“Dari analisis Walhi Sumatera Barat, beberapa wilayah yang mengalami banjir seperti Nagari Guguak, Kecamatan Kayu Tanam, Limapuluh Kota, Pesisir Selatan dan Kota Padang memiliki topografis yang terjal dengan aliran sungai yang pendek,” kata Direktur Eksekutif Walhi Sumbar Uslaini.
Menurutnya topografis seperti ini menyebabkan aliran air yang cenderung tajam dan menghantam bila curah hujan tinggi, selain itu DAS di lokasi kejadian banjir juga terancam dan kritis.
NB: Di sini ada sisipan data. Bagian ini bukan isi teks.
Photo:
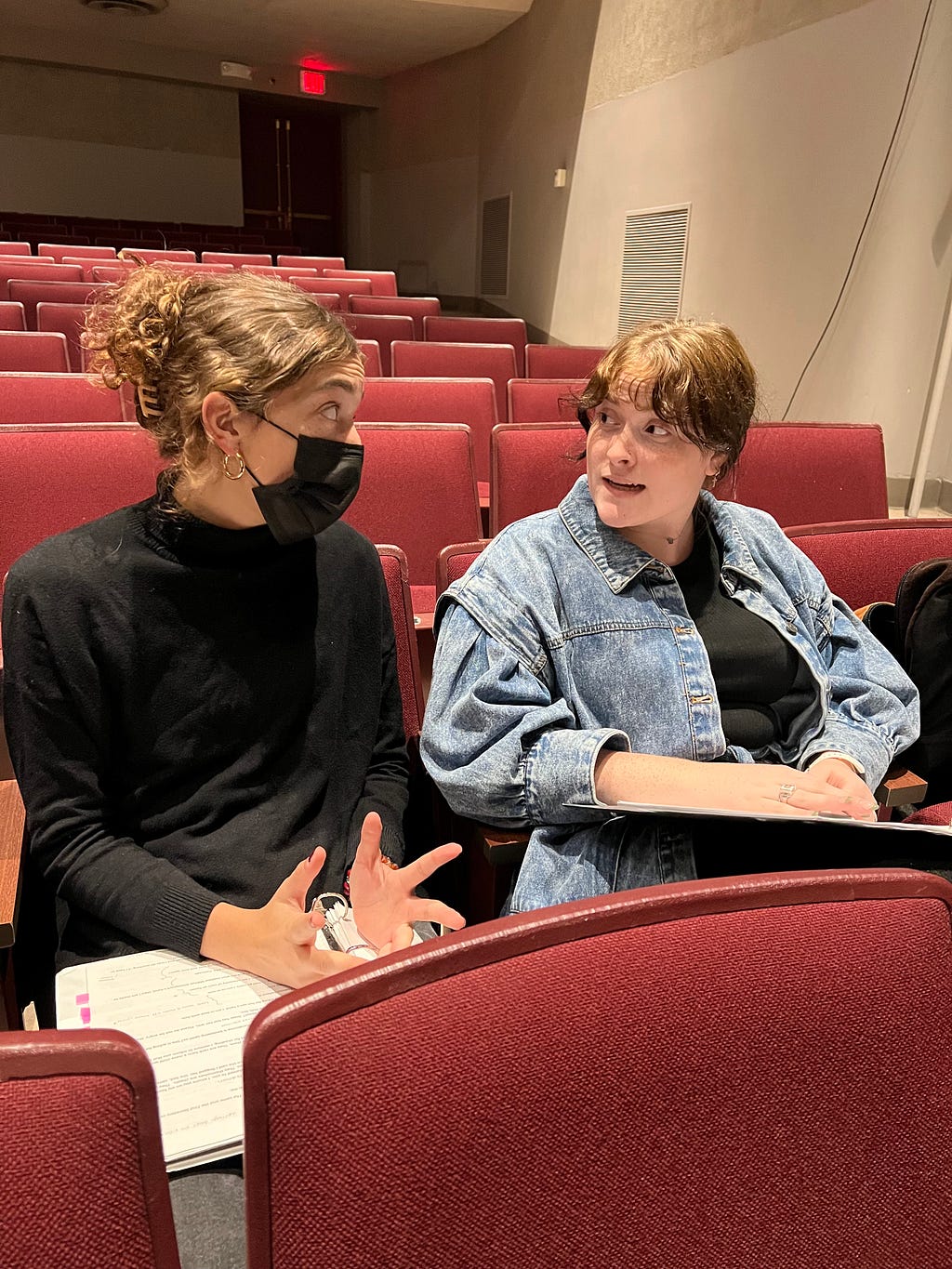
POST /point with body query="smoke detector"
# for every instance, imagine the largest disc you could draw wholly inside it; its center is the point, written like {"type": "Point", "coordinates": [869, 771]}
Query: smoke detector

“Ini bisa dibuktikan dari data deforestasi hutan dari Dinas Kehutanan Sumatera Barat bahwa hutan Sumbar telah mengalami deforestasi dan degradasi dari 1999 hingga 2016 seluas 7.900 hektare atau setara dengan tiga kali luas Kota Bukittinggi,” ujar dia.
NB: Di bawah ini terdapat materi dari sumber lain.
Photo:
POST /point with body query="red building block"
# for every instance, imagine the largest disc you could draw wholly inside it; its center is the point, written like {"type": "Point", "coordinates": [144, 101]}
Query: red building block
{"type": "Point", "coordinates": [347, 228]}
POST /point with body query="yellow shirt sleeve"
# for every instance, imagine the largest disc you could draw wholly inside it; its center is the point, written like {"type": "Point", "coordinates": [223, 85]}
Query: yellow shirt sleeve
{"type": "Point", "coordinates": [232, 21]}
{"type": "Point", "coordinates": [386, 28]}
Ia menilai deforestasi tersebut terjadi akibat pembangunan dalam sektor legal dan ilegal. Sektor legal alih fungsi lahan, misalnya dalam pemberian izin tambang dalam kawasan hutan dan hulu sungai yang mengancam ekosistem sungai dan kondisi hutan.
Selain itu, pemberian izin oleh pemerintah dalam sektor kehutanan, seperti IUPHH-HA dan HTI (Hutan Tanaman Industri) yang mengakibatkan konversi hutan primer menjadi sekunder.
Bahkan menjadi nonhutan sehingga merusak ekosistem DAS dan menyebabkan longsor dan banjir Walhi menilai jika alih fungsi lahan ini tidak dikendalikan dan fungsi hutan tidak dipertahankan maka kejadian banjir akan terus terjadi setiap musim penghujan.